Toute societe de controle est par essence egalement une societe de passe-droit. Les regles etablies cherchant a controler la vie economique et sociale au dela de ce qui est supportable pour avoir un fonctionnement fluide et normal des choses, la pratique outrepasse le droit, et elle est dictee par la relation entre les gens qui ont l'argent et ceux qui ont le pouvoir. Pour faire simple, quand il devient trop complique d'obtenir legalement une authorisation pour ouvrir un bar (plusieurs mois de demarches avec l'aide d'un avocat en perspective), la pratique incite a trouver une solution negociee avec les responsables locaux en charge du controle de ce bar (comite de quartier et police). Vous exercez donc sans les licences necessaires sous le regard bienveillant des autorites, moyennant quelques "frais de dossier" reguliers.

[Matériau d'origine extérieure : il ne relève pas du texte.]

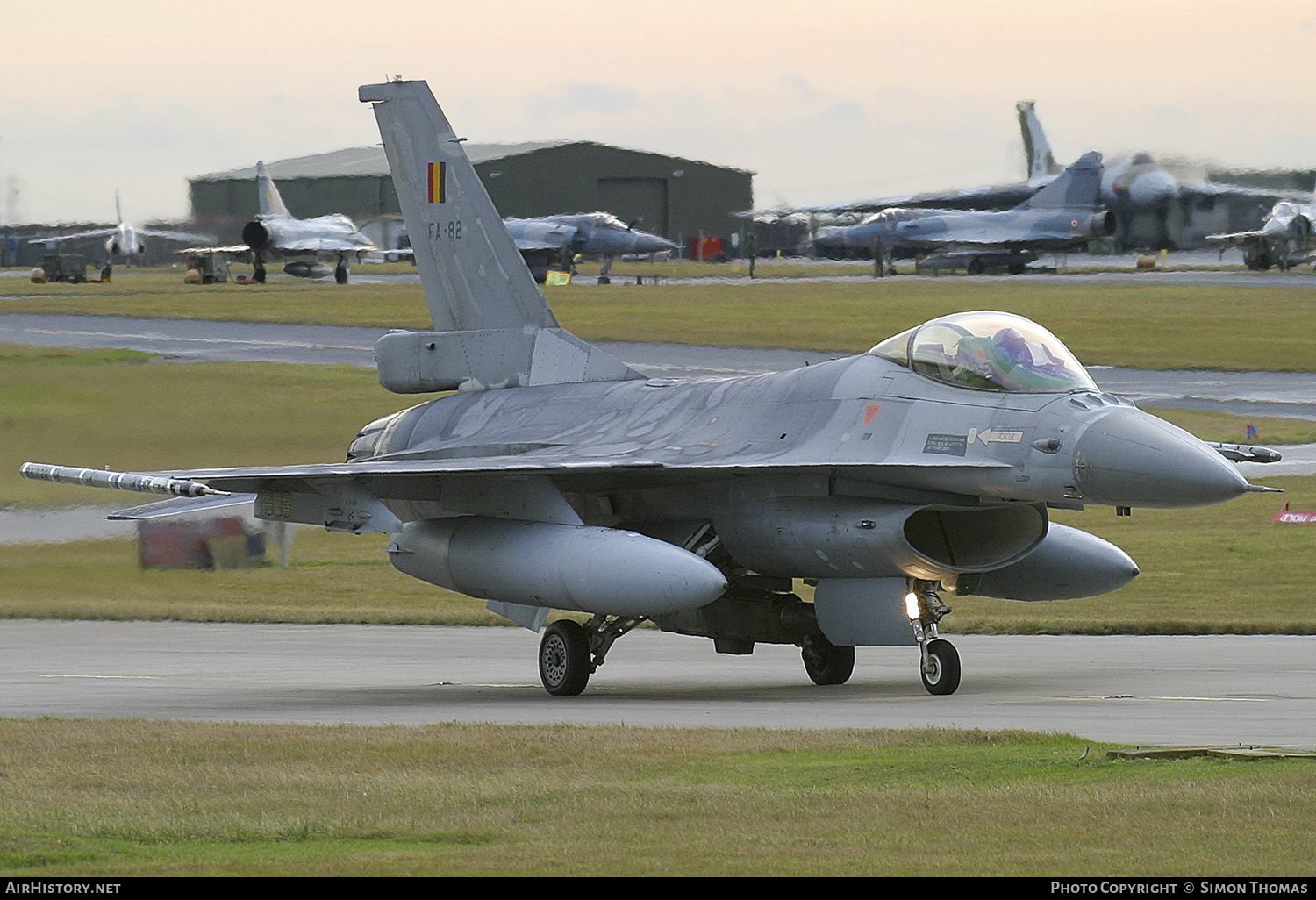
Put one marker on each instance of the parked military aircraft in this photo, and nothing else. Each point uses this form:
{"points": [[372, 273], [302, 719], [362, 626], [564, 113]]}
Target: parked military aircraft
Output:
{"points": [[557, 239], [307, 246], [1152, 205], [558, 478], [125, 241], [1061, 216], [1284, 239]]}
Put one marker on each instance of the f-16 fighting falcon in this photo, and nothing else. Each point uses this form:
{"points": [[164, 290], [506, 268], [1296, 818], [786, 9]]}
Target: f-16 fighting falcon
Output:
{"points": [[554, 476]]}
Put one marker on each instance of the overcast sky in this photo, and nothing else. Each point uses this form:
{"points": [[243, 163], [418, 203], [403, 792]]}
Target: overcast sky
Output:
{"points": [[826, 102]]}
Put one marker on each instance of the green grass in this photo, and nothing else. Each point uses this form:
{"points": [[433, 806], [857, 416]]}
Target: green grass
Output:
{"points": [[142, 797], [1137, 325]]}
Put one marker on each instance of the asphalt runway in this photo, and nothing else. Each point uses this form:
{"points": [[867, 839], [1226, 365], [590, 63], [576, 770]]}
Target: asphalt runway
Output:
{"points": [[1216, 689], [1261, 394]]}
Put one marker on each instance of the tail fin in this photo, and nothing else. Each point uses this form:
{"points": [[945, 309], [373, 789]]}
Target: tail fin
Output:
{"points": [[492, 325], [271, 204], [1078, 187], [1037, 149]]}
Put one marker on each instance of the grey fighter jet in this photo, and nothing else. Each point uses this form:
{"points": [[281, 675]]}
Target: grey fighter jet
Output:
{"points": [[307, 246], [557, 478], [1284, 239], [557, 239], [1061, 216], [125, 241]]}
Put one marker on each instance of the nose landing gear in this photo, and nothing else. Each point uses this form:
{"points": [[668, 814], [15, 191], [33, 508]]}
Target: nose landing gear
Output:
{"points": [[940, 661]]}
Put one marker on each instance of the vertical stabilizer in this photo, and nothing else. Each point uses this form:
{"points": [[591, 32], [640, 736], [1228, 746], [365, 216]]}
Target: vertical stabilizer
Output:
{"points": [[474, 275], [271, 204], [492, 326], [1078, 187], [1037, 149]]}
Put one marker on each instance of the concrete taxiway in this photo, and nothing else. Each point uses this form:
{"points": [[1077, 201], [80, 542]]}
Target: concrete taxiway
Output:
{"points": [[1221, 689]]}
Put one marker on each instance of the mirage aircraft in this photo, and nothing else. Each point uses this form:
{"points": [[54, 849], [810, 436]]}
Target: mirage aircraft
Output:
{"points": [[125, 241], [554, 476], [1284, 239], [307, 246], [557, 239], [1061, 216]]}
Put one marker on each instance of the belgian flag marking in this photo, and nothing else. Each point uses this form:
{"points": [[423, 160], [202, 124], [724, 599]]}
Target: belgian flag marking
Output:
{"points": [[437, 182]]}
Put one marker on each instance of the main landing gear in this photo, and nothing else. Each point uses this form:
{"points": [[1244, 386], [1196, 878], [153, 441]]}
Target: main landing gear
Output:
{"points": [[570, 653], [940, 661]]}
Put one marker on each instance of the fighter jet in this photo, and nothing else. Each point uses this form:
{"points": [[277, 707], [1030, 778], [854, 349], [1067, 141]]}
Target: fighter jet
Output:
{"points": [[557, 239], [307, 246], [558, 478], [125, 241], [1152, 205], [1284, 239], [1061, 216]]}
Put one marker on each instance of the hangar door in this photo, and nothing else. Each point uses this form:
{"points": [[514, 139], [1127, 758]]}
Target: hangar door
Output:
{"points": [[636, 197]]}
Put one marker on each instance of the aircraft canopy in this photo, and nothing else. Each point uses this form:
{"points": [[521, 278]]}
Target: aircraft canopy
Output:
{"points": [[989, 352]]}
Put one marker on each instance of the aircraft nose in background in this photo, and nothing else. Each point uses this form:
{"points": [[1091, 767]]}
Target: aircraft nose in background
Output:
{"points": [[1152, 187], [647, 242], [1128, 458]]}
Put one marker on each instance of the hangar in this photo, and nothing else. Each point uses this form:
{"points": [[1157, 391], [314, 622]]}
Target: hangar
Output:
{"points": [[679, 199]]}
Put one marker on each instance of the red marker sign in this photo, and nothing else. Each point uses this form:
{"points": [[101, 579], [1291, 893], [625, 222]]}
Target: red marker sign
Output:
{"points": [[1300, 516]]}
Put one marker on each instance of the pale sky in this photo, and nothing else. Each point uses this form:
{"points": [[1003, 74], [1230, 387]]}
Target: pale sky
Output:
{"points": [[826, 102]]}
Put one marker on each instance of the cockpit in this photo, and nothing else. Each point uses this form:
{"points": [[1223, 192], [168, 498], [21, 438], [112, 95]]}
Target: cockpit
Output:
{"points": [[989, 352]]}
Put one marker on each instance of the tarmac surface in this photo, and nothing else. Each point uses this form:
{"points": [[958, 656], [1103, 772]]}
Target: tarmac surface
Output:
{"points": [[1169, 689]]}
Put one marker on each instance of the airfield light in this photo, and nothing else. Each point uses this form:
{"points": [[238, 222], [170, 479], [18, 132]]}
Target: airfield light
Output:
{"points": [[912, 607]]}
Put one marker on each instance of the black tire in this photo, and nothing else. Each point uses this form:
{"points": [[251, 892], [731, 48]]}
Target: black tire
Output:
{"points": [[826, 662], [945, 668], [565, 658]]}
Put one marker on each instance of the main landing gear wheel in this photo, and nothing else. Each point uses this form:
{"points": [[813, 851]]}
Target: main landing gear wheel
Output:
{"points": [[826, 662], [941, 674], [565, 665]]}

Bref, il y a deux sujets dans ce message mais qui sont tres lies. Pour en revenir aux scandales "typiquement asiatiques", je pense qu'il se demarquent en frequence et en gravite de nos scandales europeens a cause de ce terreau qui rend trouble la definition de la deontologie. L'exigence de justice existe dans l'esprit de tout le monde, elle a meme plus tendance a punir ici que chez nous, mais la notion plus delicate de deontologie rend ethiquement possibles toutes sortes de comportements. Non pas admis ou encourages, mais possibles. Chez nous, ces comportement sont nombreux mais ils sont clairement du domaine du delit et leurs auteurs doivent assumer pleinement d'enfreindre la loi, la morale et la deontologie elementaire de leur metier. ici on s'arrange beaucoup plus facilement avec ces choses, comme un poisson dans les eaux tiedes et troubles du Mekong.